Investigating Hazardous Occurrences

Adverse events have many causes. What may appear to be bad luck can, on analysis, be recognized as a chain of failures and errors that lead almost inevitably to the hazardous occurrence event. These causes can be classified as:

immediate causes – the agent of injury or ill health (the blade, the substance, the dust etc.);

underlying causes – unsafe acts and unsafe conditions (the guard removed etc.);

root causes – the failure from which all other failings grow, often remote in time and space from the adverse event (failure to identify training needs and assess competence, low priority given to risk assessment etc.).

To prevent adverse events, you need to provide effective risk control measures which address the immediate, underlying and root causes.

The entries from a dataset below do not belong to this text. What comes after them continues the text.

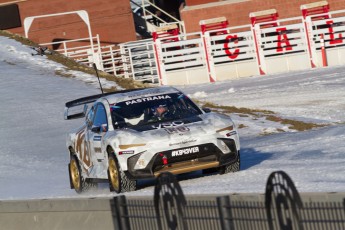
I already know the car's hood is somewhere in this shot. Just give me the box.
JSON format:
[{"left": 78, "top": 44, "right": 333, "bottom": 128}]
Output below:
[{"left": 106, "top": 113, "right": 233, "bottom": 145}]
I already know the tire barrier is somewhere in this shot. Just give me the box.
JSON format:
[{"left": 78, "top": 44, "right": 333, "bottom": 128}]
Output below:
[{"left": 0, "top": 171, "right": 345, "bottom": 230}]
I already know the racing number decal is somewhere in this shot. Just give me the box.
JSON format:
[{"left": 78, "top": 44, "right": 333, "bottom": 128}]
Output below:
[
  {"left": 75, "top": 129, "right": 91, "bottom": 167},
  {"left": 165, "top": 126, "right": 189, "bottom": 134}
]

There are hazards in all workplaces; risk control measures are put in place to reduce the risks to an acceptable level to prevent accidents and cases of ill health. The fact that an adverse event has occurred suggests that the existing risk control measures were inadequate. Learning lessons from near misses can prevent costly accidents. While the argument for investigating accidents is clear, the need to investigate near misses and undesired circumstances may not be so obvious. However, investigating near misses and undesired circumstances is as useful as investigating accidents.

Investigating Hazardous Occurrences

An investigation is the first step in preventing future hazardous occurrences. A good investigation will enable you to learn general lessons, which can be applied across your organization. The investigation should identify why the existing risk control measures failed and what additional measures are needed.

Simply dealing with the immediate causes of an adverse event may provide a short-term fix, but, in time, the underlying root causes that were not addressed will allow conditions to develop where further adverse events are likely, possibly with more serious consequences. It is essential that the immediate, underlying causes and root causes are all identified and remedied.

Investigations should be conducted with accident prevention in mind, not placing blame. Investigations that conclude that worker error was the sole cause are rarely acceptable. Underpinning the ‘human error’ there will be several underlying causes that created the environment in which human errors were inevitable. For example, inadequate training and supervision, poor equipment design, lack of management commitment, poor attitude to health and safety.

The objective is to establish not only how the adverse event happened, but more importantly, what allowed it to happen.